Wednesday, January 25, 2012

I am confused about carried interest

Does anybody have a good reason for the carried interest tax exemption?  It seems to entirely benefit a group that already has very large incomes and doesn't really seem to be in the same class as investment capital that was risked in the marketplace.  Paul Krugman notes how much benefit a retired investment adviser can reap from this exemption:
 First, $13 million of the total was carried interest, which gets taxed like capital gains but is really just commissions that receive special treatment for no good reason. No profits taxes were paid on that income; right there, a minimally defensible tax code would have levied $2.6 million more in taxes on Romney.

I am completely agnostic as to the identity of the person in question -- it would be just as concerning if Barack Obama had millions in carried interest in his tax forms.  The real question is how this exemption (which is commissions) can stimulate economic growth.  I understand the argument for preferential treatment of capital gains.  I even understand how capital gains can end up making moving between houses expensive for no really good reason.  So I comprehend how this can be a matter of academic debate.

But can anyone explain why commissions should get preferential tax treatment?


  1. I'm not aware of the commissions being carried forward as capital gains. It sounds like a tax loophole.

    However, going back to capital gains. There are compelling reasons for not giving special tax status to capital gains.

    1) As Warren Buffet said:
    "I have worked with investors for 60 years and I have yet to see anyone -- not even when capital gains rates were 39.9 percent in 1976-77 -- shy away from a sensible investment because of the tax rate on the potential gain," Buffett wrote in his column. "People invest to make money, and potential taxes have never scared them off. And to those who argue that higher rates hurt job creation, I would note that a net of nearly 40 million jobs were added between 1980 and 2000. You know what's happened since then: lower tax rates and far lower job creation."


    In other words, the soundness of the investment is what drives investment. I'm not going to say that tax considerations don't matter, but they are secondary to the attractiveness of the investment.

    There are some goofy things in tax code related to corporate losses, but that's a separate matter.

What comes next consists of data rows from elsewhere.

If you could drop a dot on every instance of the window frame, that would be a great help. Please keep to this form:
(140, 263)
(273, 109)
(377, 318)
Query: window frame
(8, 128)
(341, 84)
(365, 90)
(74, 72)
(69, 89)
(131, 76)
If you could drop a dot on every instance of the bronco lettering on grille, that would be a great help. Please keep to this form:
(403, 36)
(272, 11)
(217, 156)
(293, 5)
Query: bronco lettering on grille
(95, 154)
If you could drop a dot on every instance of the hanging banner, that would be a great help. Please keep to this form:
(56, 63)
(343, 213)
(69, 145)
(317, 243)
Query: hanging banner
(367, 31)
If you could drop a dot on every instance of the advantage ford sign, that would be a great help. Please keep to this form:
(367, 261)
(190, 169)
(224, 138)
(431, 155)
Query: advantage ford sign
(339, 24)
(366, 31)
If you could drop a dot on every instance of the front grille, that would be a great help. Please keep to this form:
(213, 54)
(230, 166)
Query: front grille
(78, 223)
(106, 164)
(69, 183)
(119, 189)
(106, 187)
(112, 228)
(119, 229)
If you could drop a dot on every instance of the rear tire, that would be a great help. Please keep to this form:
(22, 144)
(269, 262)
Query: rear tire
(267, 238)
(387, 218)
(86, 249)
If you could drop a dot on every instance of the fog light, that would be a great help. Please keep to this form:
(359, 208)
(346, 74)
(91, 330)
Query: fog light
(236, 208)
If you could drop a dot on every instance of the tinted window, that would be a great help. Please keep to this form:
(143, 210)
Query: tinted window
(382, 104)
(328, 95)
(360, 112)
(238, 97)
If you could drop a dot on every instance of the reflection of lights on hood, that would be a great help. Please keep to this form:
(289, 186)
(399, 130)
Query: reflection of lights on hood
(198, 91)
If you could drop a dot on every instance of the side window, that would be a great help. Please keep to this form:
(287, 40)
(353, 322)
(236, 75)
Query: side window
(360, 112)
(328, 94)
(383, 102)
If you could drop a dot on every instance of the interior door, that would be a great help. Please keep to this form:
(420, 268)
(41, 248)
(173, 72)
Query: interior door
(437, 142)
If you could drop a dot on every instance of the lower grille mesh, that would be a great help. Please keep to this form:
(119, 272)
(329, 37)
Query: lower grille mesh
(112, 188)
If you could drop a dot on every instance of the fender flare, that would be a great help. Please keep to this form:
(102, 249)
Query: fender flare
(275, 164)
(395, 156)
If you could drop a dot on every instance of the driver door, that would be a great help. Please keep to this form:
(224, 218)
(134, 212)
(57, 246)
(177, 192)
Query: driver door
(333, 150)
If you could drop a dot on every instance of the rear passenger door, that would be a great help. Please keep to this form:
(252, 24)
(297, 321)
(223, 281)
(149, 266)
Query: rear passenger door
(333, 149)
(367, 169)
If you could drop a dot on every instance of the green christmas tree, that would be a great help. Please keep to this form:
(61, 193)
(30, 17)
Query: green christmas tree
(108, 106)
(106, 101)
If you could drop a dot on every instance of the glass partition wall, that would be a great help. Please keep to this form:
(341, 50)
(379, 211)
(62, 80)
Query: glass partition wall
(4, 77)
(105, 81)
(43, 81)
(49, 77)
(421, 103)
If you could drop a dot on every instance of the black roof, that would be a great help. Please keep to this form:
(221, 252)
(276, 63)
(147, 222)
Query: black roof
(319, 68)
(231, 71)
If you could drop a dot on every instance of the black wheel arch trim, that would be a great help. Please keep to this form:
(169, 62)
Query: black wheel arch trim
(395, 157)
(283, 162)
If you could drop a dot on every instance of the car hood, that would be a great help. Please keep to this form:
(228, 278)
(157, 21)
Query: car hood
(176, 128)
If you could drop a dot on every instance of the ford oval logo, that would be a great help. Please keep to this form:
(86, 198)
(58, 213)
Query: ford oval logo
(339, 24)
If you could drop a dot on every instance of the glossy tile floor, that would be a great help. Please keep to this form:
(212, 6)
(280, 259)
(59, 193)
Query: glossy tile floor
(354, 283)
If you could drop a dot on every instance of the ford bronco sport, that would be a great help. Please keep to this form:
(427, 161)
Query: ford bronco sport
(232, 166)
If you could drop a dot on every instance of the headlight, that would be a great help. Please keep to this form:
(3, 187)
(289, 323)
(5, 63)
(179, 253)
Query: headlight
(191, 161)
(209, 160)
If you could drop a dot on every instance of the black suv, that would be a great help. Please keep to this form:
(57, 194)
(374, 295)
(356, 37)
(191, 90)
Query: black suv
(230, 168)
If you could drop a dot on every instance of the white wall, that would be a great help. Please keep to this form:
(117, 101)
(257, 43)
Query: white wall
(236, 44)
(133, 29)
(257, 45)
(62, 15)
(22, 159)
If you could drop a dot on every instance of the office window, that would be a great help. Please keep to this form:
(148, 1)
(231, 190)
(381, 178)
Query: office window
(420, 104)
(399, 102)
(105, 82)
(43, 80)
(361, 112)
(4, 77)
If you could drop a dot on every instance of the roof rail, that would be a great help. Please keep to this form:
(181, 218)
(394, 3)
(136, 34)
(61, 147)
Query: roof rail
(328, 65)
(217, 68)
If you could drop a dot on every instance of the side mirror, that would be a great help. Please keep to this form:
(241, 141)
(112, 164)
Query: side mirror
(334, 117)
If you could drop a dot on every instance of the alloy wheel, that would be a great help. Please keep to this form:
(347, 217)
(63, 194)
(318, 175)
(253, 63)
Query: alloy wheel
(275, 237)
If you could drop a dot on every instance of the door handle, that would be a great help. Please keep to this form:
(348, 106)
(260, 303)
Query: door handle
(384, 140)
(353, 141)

    2) Even if capital gains were treated as income, they still would be tax-advantaged. There still would be tax-deferment. You only pay taxes when you sell unlike a divident or interest bearing investment. Also, payroll taxes (FICA) are not levied against capital gains.

    3) The capital gains rate being lower than income also leads to wacky things on Wall Street. It's more important to pump up the stock price than it is drive the money-making prospects of a business. I would like to see dividends and capital gains on equal footing.

  2. For carried interest. McArdle had a lengthy, moralizing post on this here:
    A lot of this is a bit tiresome, but I think this at least helps understand why the exemption is there:

    "At least as I know understand it, carried interest taxation is a longstanding feature of partnership taxation. And it exists not so that hedge fund managers can afford to buy genuine gold tile to line the floors of their extravagant mansions, but so that partners who come in with less capital can build "sweat equity".
    There are arguments for an against. The arguments for the carried interest are fairly compelling: without it, the partners who contributed ideas and talent end up being taxed much more heavily on their earnings than partners who contributed financial assets. This is not only sort of unfair, and impedes the ability of talented people with few financial resources to move into the moneyed class, but also might have implications for economic growth: if your gains are going to be taxed at ordinary income rates, why quit that safe job and risk all on an untried venture? "

  3. I am familiar with the McArdle post. My view is that we tax earned income (when not partnered with capital) at ordinary income tax rates and this prohibits entry into the moneyed classes.

    I can kind of see a flat tax argument (I don't agree with it, but I can understand it). But the partner putting up capital is taking risk that the partner putting up expertise is not. Fair or unfair is hard to judge in these contexts as no approach can treat either group completely equally.